From the e-mails, voice mails and headlines:

SNOWBALL'S CHANCE — Wow, for a few fleeting hours Monday morning, it seemed as if all those folks driving SUVs around Modesto actually might need four-wheel-drive.

I BEG TO DISAGREE — Some records might suggest it hadn't snowed in Modesto since 1976, but they're wrong. It snowed here briefly Dec. 20, 1998, a day on which temperatures in parts of the city fell as low as 28 degrees. After dropping off my wife, daughter and father-in-law at Modesto High to watch "The Nutcracker" that day, I went to do some Christmas shopping. When I came out of the old Montgomery Ward store on McHenry Avenue, it was snowing -- enough to stick to windshields of the cars in the parking lot, though not enough to cause any problems on the streets.

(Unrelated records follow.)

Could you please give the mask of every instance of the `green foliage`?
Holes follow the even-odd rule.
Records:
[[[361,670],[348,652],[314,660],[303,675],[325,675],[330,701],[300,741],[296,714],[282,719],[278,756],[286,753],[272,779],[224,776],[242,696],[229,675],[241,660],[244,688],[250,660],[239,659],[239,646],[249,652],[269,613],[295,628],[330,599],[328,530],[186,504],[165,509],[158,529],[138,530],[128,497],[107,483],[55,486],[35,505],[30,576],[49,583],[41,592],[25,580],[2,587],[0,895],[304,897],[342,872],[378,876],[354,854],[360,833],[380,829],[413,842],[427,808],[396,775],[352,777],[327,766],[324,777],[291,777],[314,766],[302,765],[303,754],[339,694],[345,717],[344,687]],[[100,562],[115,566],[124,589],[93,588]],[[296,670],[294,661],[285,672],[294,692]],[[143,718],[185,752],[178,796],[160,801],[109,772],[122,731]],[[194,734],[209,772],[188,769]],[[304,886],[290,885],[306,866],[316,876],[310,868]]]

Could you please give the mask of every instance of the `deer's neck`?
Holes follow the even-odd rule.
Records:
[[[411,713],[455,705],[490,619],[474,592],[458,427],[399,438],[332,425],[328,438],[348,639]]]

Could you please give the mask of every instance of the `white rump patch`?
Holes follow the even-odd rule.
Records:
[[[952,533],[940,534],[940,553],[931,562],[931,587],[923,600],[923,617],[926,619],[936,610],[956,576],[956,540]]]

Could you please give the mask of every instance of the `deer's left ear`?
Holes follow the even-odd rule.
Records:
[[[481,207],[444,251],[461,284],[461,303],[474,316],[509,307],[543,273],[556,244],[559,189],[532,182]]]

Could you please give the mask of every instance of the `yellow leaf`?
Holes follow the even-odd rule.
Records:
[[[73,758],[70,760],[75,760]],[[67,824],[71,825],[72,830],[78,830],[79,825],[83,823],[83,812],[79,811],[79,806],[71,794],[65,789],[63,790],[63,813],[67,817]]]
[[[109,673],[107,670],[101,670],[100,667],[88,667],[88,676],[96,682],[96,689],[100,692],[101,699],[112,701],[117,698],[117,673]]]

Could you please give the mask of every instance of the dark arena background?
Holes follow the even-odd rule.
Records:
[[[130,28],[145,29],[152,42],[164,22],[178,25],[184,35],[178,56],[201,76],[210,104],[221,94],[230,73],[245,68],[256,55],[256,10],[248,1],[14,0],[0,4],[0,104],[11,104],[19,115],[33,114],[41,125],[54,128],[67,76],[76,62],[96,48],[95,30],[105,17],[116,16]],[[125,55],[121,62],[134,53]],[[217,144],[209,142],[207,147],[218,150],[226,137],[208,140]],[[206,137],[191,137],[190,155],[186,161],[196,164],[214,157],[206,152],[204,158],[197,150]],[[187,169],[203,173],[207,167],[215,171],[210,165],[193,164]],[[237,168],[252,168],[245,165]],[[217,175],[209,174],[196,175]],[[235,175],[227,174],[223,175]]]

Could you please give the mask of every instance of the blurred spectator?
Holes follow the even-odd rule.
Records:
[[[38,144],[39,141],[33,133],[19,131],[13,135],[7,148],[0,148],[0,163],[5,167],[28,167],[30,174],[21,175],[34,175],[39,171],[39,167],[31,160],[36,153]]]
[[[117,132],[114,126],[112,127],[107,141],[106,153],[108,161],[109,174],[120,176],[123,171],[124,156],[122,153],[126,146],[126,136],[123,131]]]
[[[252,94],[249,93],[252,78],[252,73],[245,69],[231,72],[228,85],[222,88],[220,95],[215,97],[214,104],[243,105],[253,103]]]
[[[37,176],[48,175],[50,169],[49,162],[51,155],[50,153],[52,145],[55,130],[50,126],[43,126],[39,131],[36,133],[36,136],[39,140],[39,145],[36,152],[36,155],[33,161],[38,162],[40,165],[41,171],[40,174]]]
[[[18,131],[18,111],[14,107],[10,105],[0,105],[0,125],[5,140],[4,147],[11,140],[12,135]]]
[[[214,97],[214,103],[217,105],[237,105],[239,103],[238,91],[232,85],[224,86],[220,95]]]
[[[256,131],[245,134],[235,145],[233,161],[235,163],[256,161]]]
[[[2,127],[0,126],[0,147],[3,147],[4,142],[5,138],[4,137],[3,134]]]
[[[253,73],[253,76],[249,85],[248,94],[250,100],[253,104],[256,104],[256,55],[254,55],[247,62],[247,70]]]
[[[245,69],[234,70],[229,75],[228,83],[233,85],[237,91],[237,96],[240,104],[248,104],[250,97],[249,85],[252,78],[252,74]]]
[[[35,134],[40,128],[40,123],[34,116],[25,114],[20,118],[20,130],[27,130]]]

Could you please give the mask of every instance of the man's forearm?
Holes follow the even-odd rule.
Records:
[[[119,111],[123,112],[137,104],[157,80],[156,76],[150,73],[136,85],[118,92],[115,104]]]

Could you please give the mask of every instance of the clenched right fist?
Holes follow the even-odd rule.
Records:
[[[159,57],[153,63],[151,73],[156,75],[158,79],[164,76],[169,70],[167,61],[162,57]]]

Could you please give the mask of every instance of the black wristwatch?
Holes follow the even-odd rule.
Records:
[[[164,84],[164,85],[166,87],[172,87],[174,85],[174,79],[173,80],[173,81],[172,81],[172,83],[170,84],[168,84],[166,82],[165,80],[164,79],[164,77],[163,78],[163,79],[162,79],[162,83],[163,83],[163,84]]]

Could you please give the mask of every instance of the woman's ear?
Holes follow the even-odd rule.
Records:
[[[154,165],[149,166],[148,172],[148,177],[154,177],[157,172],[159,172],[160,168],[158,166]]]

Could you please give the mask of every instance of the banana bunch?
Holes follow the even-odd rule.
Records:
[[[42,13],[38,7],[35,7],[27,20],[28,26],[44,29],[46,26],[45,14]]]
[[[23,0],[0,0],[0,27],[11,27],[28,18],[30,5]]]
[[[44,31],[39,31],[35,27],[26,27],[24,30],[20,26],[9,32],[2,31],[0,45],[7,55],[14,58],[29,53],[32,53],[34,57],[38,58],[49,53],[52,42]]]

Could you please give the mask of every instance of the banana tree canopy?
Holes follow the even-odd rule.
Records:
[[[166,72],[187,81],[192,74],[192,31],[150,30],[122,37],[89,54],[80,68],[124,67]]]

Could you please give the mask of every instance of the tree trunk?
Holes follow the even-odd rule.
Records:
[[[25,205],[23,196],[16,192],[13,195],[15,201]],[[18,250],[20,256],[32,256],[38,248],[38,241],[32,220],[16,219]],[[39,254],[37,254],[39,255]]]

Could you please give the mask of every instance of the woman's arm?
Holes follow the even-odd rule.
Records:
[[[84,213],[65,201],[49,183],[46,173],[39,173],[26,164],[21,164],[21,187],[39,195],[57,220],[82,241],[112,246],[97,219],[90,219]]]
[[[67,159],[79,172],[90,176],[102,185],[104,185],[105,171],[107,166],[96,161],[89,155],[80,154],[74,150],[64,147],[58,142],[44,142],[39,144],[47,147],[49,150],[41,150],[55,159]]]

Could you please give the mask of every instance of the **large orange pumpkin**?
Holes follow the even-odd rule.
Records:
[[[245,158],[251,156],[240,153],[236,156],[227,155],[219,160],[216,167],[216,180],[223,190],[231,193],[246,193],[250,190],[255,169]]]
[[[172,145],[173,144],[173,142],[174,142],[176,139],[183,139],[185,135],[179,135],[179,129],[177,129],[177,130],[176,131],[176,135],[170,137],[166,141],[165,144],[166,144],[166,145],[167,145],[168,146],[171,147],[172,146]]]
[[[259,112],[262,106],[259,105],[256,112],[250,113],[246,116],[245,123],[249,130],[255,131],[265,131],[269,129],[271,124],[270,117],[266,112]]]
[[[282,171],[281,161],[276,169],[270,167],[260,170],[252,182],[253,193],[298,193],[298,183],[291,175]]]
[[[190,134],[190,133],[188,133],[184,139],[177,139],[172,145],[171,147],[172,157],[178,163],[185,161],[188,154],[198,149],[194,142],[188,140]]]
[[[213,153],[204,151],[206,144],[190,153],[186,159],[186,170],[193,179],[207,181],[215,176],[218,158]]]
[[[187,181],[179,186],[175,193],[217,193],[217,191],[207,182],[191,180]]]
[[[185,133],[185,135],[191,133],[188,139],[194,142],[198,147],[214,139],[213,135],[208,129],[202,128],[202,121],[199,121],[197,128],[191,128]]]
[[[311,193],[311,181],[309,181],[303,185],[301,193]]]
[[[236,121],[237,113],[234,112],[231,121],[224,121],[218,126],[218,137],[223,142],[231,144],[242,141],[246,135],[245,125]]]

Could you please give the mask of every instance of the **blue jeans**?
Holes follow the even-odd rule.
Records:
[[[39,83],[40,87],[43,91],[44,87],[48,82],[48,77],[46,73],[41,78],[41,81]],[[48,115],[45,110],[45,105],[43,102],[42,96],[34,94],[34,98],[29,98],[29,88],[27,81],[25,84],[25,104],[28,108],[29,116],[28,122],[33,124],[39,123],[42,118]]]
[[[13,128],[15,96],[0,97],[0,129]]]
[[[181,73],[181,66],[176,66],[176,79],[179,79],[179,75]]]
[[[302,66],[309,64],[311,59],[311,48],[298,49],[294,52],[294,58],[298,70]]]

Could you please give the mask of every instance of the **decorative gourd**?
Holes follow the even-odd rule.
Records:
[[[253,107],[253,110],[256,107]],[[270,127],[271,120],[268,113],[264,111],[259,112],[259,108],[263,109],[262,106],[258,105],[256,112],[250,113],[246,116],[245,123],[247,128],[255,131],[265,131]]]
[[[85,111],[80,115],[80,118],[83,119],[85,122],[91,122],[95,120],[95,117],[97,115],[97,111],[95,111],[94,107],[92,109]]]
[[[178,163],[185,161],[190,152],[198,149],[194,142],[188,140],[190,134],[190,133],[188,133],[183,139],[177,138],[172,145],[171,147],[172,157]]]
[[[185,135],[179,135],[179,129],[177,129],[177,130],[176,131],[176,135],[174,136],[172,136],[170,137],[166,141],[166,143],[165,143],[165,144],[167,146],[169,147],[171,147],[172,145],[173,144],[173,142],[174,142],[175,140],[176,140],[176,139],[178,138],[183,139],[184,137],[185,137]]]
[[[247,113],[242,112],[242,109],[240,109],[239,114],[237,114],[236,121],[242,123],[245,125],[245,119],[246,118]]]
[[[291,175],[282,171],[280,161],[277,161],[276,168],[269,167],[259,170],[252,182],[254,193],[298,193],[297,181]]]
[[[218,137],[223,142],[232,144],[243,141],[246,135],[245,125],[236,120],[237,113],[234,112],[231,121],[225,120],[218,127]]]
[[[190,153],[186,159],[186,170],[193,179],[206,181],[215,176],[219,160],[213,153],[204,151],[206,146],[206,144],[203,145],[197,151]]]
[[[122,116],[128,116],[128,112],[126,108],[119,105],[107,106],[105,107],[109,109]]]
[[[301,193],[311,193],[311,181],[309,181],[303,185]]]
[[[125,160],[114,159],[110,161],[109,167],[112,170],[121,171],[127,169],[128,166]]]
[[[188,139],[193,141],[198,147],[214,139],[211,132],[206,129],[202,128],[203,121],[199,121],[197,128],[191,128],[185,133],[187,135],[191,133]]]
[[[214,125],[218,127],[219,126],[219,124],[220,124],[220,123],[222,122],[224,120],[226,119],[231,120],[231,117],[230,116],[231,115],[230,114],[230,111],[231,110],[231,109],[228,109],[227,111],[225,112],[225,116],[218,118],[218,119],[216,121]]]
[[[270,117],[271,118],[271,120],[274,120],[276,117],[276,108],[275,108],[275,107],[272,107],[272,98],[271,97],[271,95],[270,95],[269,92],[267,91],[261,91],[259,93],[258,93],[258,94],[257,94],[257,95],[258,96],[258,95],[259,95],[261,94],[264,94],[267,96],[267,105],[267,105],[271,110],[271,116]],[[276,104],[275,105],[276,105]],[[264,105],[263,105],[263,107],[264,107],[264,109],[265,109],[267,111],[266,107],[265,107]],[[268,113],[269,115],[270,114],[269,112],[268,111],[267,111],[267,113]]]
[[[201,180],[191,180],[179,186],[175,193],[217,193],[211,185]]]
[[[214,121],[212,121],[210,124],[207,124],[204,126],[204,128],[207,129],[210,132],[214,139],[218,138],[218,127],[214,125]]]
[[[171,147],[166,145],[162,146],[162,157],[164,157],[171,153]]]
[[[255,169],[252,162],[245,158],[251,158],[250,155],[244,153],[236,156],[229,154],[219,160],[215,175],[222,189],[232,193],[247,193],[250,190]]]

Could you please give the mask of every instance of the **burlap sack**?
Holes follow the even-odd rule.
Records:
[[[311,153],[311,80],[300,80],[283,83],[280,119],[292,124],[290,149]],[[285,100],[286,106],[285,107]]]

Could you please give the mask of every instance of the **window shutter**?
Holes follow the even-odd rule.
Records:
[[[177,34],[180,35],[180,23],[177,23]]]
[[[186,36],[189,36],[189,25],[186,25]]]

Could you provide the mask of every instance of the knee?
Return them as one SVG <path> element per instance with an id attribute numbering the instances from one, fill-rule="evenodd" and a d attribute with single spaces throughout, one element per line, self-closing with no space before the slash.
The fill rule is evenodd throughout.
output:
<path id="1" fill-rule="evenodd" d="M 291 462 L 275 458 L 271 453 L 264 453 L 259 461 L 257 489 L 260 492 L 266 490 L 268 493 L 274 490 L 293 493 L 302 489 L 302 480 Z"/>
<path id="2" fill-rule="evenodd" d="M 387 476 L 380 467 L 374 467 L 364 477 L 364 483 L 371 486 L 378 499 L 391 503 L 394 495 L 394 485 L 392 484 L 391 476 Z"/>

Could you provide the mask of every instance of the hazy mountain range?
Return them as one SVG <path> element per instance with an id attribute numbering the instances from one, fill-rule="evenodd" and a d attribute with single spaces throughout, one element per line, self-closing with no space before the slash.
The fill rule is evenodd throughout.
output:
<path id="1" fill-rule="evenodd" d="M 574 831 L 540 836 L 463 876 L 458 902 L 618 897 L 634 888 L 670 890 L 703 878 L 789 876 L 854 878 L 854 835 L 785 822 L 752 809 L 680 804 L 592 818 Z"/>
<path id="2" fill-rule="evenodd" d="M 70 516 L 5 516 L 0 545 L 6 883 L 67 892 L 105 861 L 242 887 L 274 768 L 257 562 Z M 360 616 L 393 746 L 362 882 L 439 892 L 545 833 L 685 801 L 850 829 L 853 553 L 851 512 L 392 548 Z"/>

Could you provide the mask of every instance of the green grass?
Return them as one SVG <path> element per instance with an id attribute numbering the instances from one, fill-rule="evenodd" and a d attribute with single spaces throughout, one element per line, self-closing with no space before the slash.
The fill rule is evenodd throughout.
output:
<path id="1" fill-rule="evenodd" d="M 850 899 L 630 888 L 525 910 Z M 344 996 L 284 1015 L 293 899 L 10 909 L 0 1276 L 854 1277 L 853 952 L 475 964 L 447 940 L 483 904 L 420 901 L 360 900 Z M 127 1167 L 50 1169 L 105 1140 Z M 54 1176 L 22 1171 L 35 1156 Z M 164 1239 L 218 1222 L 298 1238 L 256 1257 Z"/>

NAME-DROPPING — Call Modesto's Dr. James O. Woodbury a dentist for all seasons. One of his assistants is named Holliday, and his office manager is named Hanneke. Those are their first names. Holliday Calistro's maiden name is Leitz. Yes, she used to be known as Holliday Leitz. Hanneke (pronounced Hanukkah) Vanderlinden is of Dutch ancestry.

Sorry, no Eves on staff --— yet, anyway.

SPURRING INTEREST — Author and former Bee columnist Ty Phillips said he has reached an agreement with Warner Horizon Television, giving the company an option on the TV/film rights to his first book, "Blacktop Cowboys: Riders on the Run for Rodeo Gold." Phillips wrote the book after traveling with a group of rodeo cowboys during parts of the 2004 Professional Rodeo Cowboys Association season. He said longtime Hollywood producer/writer/actor James Sadwith has written a script for a pilot and storyboarded six other episodes, and that Warner Horizon is shopping the series to various cable networks. Phillips' second book, "Glitter Jaw," is a collection of his Modesto Bee columns from 2004 to 2008. It debuts on Amazon.com and in Modesto bookstores next week.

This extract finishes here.